Era o momento de deixar Harry. Ele precisava ficar sozinho e enfrentar seus demônios.

Lupin, Hermione e ele se afastaram devagar, um tanto relutantes, não querendo deixa-lo só mas ao mesmo tempo compreendendo que não havia nada que podiam fazer por ele.

O cemitério continuava intacto como se ignorasse prontamente a dor que vivia em seus terrenos.

Ele odiava aquele lugar. A falsa paz que irradiava das árvores, sombras e flores.

Rony se viu mais uma vez andando ao lado de Hermione, como se fosse seu destino sofrer por ter-la perto de si e ao mesmo tempo não.

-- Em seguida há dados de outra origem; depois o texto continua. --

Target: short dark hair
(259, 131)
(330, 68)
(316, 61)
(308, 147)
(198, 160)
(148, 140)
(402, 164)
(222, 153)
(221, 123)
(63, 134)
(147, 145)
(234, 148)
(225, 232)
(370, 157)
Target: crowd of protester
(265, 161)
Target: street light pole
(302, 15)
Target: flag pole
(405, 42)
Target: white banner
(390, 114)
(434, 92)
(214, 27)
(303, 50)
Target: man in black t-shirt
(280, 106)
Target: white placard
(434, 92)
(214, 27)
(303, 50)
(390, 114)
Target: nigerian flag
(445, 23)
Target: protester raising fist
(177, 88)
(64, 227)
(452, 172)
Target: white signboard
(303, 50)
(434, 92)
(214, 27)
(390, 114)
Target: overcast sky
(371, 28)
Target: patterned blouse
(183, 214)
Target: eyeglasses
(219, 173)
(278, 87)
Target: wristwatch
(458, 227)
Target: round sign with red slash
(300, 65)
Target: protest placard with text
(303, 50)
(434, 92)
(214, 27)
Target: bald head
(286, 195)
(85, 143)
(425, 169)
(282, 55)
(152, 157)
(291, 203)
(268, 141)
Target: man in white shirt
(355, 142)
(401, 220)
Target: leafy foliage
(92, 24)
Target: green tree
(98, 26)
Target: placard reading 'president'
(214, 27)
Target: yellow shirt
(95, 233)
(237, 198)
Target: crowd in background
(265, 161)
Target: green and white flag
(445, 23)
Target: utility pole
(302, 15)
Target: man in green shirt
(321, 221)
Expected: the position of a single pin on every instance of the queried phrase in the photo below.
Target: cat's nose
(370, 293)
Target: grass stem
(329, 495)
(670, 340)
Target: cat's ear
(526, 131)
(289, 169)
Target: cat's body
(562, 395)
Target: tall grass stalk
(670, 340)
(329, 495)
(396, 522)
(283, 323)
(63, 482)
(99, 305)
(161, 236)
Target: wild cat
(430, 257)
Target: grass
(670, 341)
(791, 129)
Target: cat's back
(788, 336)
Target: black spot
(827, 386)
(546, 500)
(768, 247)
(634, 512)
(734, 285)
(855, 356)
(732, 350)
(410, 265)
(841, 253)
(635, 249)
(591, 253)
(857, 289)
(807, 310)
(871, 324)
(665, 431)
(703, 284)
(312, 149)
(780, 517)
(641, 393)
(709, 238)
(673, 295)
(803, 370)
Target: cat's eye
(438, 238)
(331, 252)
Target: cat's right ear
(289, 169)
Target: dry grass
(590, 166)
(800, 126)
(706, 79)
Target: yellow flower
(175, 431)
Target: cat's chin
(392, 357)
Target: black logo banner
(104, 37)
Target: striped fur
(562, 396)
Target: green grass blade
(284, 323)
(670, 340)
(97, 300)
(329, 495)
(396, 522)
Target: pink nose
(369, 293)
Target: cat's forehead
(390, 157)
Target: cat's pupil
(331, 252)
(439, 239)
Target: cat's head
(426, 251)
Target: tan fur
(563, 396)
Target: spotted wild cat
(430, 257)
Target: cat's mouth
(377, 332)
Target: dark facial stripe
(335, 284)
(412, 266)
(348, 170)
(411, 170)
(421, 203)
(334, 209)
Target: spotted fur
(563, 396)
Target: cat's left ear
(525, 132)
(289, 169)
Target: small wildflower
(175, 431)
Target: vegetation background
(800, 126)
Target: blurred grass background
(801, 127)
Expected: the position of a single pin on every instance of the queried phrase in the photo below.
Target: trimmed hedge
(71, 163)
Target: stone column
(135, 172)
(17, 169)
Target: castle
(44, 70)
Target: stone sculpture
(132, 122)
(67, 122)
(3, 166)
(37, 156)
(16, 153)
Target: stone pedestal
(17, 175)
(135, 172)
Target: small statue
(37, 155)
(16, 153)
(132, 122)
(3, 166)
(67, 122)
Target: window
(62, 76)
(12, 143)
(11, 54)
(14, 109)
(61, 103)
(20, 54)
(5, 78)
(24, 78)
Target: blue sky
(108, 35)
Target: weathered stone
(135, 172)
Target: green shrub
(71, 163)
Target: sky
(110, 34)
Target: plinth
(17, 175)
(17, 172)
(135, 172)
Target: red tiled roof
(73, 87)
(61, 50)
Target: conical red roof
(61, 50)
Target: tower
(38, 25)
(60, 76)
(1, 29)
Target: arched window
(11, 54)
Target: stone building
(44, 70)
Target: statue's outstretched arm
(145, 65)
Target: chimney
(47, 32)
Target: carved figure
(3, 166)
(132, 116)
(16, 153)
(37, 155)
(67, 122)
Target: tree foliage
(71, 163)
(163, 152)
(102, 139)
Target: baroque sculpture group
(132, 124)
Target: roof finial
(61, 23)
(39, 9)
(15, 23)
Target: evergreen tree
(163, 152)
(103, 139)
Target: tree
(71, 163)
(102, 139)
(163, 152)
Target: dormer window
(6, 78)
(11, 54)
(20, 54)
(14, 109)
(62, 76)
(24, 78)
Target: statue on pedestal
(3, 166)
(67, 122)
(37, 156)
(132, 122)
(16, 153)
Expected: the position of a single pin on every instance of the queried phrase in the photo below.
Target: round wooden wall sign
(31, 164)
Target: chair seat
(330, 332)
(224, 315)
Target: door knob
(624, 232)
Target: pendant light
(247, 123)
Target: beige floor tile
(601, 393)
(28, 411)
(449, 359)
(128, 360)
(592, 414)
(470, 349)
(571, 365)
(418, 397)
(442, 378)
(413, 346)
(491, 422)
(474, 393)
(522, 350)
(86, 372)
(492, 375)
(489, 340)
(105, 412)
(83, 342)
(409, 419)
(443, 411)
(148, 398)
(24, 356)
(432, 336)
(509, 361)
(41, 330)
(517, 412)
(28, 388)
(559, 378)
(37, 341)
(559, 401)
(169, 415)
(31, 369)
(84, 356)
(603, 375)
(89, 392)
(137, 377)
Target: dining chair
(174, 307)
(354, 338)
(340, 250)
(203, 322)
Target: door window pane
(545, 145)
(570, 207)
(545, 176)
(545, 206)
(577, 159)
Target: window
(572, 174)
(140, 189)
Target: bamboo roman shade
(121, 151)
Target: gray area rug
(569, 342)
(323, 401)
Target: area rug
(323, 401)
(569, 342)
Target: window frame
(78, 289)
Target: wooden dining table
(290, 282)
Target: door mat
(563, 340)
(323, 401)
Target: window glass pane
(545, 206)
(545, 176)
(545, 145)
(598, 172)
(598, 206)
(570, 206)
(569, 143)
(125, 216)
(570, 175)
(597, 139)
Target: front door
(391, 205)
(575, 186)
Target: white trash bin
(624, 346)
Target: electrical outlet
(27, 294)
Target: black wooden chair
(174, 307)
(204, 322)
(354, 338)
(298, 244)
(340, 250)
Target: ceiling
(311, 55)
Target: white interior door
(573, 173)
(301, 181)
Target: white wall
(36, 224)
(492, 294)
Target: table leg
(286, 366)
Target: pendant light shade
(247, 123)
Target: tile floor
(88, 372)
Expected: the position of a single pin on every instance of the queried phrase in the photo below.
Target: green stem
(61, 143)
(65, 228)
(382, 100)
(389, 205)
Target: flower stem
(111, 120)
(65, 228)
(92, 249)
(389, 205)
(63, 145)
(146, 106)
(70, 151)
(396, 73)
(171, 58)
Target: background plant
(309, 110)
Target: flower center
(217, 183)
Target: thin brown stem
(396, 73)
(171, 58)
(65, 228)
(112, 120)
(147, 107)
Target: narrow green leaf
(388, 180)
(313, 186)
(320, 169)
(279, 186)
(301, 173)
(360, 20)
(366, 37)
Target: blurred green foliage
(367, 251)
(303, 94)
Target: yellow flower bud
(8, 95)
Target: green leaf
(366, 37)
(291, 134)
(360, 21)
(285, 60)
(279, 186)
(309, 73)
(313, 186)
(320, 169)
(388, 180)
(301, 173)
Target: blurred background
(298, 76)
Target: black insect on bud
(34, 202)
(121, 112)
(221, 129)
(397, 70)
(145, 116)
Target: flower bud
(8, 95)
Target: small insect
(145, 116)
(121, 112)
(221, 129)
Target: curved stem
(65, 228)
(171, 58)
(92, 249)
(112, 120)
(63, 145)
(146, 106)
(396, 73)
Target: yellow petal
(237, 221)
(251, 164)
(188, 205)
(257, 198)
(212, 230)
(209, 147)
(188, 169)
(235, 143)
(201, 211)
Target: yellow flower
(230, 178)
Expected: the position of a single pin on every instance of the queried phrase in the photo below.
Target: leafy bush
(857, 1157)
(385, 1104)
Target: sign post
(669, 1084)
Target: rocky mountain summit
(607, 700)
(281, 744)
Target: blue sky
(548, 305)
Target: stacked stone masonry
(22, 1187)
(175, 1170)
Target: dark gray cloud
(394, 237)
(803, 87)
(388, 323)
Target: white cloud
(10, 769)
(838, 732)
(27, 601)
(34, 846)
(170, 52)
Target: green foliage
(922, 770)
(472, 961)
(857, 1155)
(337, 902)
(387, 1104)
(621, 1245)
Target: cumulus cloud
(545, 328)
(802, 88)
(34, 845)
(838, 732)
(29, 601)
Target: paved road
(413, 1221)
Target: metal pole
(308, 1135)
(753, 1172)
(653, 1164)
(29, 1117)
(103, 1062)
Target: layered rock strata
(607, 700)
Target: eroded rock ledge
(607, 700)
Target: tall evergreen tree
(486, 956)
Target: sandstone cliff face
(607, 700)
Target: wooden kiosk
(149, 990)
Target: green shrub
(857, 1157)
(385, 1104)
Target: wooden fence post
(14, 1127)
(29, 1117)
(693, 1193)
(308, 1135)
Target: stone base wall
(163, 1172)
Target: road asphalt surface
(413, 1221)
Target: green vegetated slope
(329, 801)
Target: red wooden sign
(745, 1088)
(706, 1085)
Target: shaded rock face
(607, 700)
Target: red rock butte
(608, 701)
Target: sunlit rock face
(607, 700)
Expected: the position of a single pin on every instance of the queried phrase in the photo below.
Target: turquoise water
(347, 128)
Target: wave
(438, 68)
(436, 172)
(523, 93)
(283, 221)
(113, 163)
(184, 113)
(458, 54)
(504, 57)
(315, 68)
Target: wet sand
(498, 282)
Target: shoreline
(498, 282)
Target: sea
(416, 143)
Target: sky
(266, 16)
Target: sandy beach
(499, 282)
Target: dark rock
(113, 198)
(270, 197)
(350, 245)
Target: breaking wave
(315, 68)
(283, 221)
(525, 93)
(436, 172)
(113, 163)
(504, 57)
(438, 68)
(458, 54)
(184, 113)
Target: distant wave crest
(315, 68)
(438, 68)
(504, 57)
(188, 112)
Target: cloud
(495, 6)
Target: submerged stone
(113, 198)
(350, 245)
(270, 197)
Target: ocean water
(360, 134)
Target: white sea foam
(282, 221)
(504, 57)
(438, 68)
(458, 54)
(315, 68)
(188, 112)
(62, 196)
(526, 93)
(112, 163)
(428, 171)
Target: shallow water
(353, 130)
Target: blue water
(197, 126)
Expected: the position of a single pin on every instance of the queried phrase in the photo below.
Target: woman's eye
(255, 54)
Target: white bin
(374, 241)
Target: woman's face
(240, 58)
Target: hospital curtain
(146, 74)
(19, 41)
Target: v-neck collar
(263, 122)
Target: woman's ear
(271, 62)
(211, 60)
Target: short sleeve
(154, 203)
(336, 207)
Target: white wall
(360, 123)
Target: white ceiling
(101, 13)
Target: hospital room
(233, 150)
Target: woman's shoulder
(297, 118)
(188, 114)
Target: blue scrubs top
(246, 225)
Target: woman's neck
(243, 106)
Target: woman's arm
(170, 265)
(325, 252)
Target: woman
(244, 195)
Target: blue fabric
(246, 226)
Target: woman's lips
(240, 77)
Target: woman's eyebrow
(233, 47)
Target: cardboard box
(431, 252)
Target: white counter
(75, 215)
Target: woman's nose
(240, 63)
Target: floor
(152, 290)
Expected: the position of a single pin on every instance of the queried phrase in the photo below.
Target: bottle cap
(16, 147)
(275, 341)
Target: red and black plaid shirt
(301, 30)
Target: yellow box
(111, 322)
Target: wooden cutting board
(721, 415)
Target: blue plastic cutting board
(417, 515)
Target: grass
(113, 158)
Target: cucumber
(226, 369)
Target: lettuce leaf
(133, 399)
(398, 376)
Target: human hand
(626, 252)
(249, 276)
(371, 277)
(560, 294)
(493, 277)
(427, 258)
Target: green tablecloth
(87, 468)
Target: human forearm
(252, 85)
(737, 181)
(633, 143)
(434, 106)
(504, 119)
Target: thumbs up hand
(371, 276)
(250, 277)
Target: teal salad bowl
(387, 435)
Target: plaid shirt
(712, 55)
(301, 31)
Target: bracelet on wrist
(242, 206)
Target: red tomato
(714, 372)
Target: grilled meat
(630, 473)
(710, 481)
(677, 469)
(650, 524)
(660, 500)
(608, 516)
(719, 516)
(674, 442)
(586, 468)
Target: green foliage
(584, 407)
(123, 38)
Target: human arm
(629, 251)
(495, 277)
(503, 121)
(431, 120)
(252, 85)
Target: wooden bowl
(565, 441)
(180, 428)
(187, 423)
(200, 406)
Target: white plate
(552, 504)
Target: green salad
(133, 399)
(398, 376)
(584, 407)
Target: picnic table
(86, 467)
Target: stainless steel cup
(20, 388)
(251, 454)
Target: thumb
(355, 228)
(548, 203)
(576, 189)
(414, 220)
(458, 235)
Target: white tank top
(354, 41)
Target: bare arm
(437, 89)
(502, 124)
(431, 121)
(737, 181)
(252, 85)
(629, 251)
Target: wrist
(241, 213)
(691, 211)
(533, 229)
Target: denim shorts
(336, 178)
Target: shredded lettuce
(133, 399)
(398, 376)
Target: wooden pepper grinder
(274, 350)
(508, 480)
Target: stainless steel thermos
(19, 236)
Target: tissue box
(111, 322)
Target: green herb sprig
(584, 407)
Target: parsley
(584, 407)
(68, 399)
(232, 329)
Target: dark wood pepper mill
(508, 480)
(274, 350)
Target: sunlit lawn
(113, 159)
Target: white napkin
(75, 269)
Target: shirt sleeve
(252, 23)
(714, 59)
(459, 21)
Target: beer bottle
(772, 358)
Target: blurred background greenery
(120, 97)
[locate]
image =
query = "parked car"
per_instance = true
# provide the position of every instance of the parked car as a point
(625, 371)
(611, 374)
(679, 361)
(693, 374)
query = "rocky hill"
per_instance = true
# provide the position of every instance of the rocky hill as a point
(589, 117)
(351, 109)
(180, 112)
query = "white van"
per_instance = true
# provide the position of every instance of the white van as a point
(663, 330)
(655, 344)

Sentia ainda o medo que o sufocou quando os dois brigaram. Ele pediu que ela ficasse em segurança longe do mundo mágico e da Ordem. Sabia que era fútil suas suplicas e elas se tornaram acusações de egoísmo e pior.

Podiam ter revelado para todos seus sentimentos mas os dois continuavam tentando esconde-los, apavorados com o que o futuro traria.

Ele evitava Hermione agora, ainda enfurecido porque ela se recusava a ouvi-lo e continuava a se expor ao perigo.

Será que ela não entendia que se algo acontecesse com ela, ele não conseguiria continuar vivendo?

Mas...A fúria escondia o que verdadeiramente sentia: medo de perde-la.

E se não tivesse tempo para dizer que a amava?

Temia isso mais do que tudo.

Talvez não devia deixar-se aproximar dela, como tentara até agora. Mas isso não estava funcionado, apenas o deixando mais angustiado.

A presença de Hermione era forte e por mais que tentasse, ele não conseguia ignorar seus olhos cheios de lágrimas e a face triste e desesperada por conforto.

Então ele percebeu que não havia tempo para silêncios ou hesitações.

Ela virou seu olhar para ele, buscando mais do que distância.

Ele pegou a mão dela e segurou fortemente.

Não ia soltar nunca mais.


N/A: O título dessa fic vem de um poema de Carlos Drummond de Andrade. O poema está durante o a fic. Se trata de um amigo que suicidou-se, não é o caso exatamente de Sirius, mas a morte repentina que ele teve pode se comparar a tal coisa. Justitia omnibus quer dizer: Justiça para todos. Quanto a música em latim, well, não está exatamente certa, algumas coisas foram colocadas para entrar no contexto.

Eu estava devendo uma homenagem para Sirius desde do quinto livro. Fic escrita para o 3o Desafio do fórum 3V. Deveria ter: Passeio, Lanche, Harry cantando, Briga, Flores e precisava se passar durante os anos em Hogwarts.